During this short period of time the two teams have worked together in two different tasks: First, the integration and testing of the new end-effector. Second, testing the Reactive Fuzzy Decision Maker (RFDM) to evaluate the safety of the valve turning.
The new end-effector has been designed in three different parts: First the shape of the passive gripper to grasp the valve handle, second a camera installed inside the center of the end-effector to see the manipulated elementa and third a Force/Torque sensor to evaluate the quality of the grasping and the torque needed to turn the valve.
An external thruster has been install in the valve turning scenario in order to add perturbations during the manipulation task. The perturbations effect the valve turning and thus allow to detect the parameters to evaluate the safety. Furthermore, the communication between the RFDM and the Learning by Demonstration reproductor has been tested.
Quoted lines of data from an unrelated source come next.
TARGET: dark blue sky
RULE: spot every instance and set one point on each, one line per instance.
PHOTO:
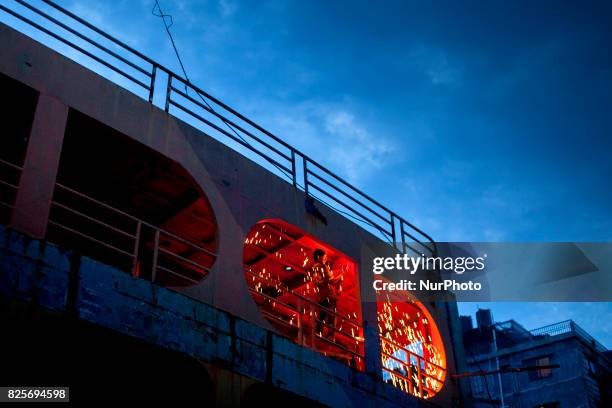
(477, 121)
(486, 120)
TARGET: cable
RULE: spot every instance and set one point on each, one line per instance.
(157, 11)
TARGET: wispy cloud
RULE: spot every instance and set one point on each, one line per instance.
(227, 7)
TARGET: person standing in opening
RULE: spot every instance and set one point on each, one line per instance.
(328, 290)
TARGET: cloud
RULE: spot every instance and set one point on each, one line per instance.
(227, 7)
(355, 149)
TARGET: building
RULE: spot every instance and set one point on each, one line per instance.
(577, 370)
(156, 245)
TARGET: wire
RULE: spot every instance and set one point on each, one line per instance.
(157, 11)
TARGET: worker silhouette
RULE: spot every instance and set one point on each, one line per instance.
(328, 285)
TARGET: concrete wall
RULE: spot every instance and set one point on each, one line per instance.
(565, 385)
(44, 275)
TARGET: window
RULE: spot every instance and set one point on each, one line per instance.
(535, 375)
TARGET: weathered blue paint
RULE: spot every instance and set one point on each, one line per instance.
(38, 272)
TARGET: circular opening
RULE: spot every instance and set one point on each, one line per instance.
(311, 299)
(412, 351)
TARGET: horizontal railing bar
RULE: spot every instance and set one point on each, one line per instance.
(406, 245)
(271, 299)
(99, 31)
(226, 133)
(83, 37)
(310, 302)
(366, 219)
(385, 219)
(422, 386)
(232, 111)
(408, 364)
(418, 242)
(339, 345)
(171, 272)
(403, 223)
(131, 255)
(230, 123)
(342, 332)
(76, 47)
(189, 261)
(346, 183)
(65, 207)
(410, 352)
(131, 217)
(281, 321)
(12, 165)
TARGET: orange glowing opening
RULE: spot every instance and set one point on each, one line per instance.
(412, 350)
(285, 281)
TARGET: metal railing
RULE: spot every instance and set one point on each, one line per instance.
(9, 185)
(112, 236)
(139, 74)
(299, 308)
(568, 326)
(413, 373)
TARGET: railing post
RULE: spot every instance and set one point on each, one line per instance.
(403, 236)
(155, 254)
(152, 85)
(293, 173)
(393, 232)
(313, 326)
(135, 269)
(168, 92)
(299, 322)
(305, 167)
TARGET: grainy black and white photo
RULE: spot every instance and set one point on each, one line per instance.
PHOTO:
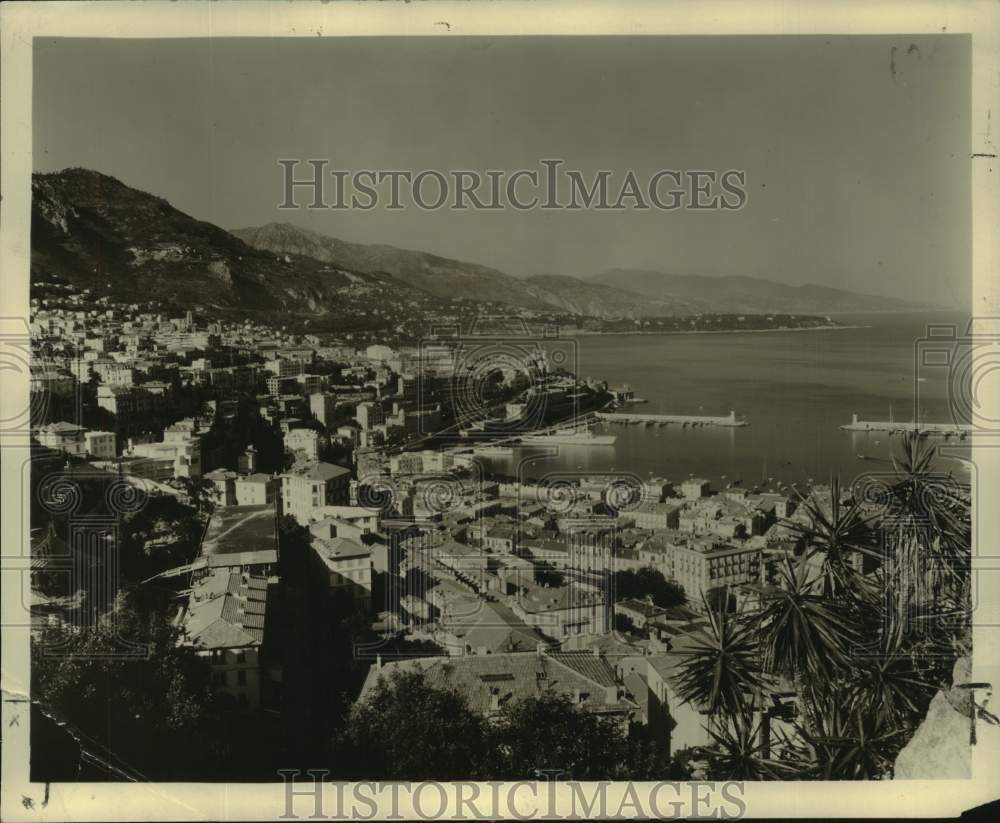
(503, 408)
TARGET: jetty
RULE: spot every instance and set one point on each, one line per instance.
(684, 420)
(960, 430)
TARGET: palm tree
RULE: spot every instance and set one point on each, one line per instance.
(738, 752)
(850, 746)
(838, 535)
(720, 670)
(802, 631)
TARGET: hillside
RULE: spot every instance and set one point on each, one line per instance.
(438, 276)
(96, 232)
(577, 296)
(694, 293)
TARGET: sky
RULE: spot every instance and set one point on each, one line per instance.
(856, 149)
During the last week of November NTUA and UdG members put their efforts together to push forward the autonomous chain cleaning task of the PANDORA Project. To this end it is required to detect the chain links and follow them accurately.
UdG team provided a module that performs detections of chain links on the sonar imagery. The chain link detector has been designed to overcome the difficulties of performing object recognition on sonar data (such as the presence of noise, moving shadows or intensity alterations due to viewpoint changes). Taking as input the link detections, NTUA team developed a module that fits a curve through the multiple detections and groups them to obtain a waypoint at the center of each link. The last step that must be performed consists in concurrently follow the identified waypoints while performing new detections. Here, two problems were identified. First, the insonification area of the forward-looking sonar lies always several meters ahead of the vehicle, so the AUV must point on the direction of the last link while keeping its position over the current one. Second, if this two movements are not well coordinated the chain can easily drop off the sonar’s field of view since it is very narrow (30º).
These algorithms were tested in the UdG water tank using Girona 500 AUV equipped with the ARIS3000 sonar, over a mock up of a chain of 7 meters. Successful results were obtained in the link detection and path generation stages. For the following algorithm new strategies are under development.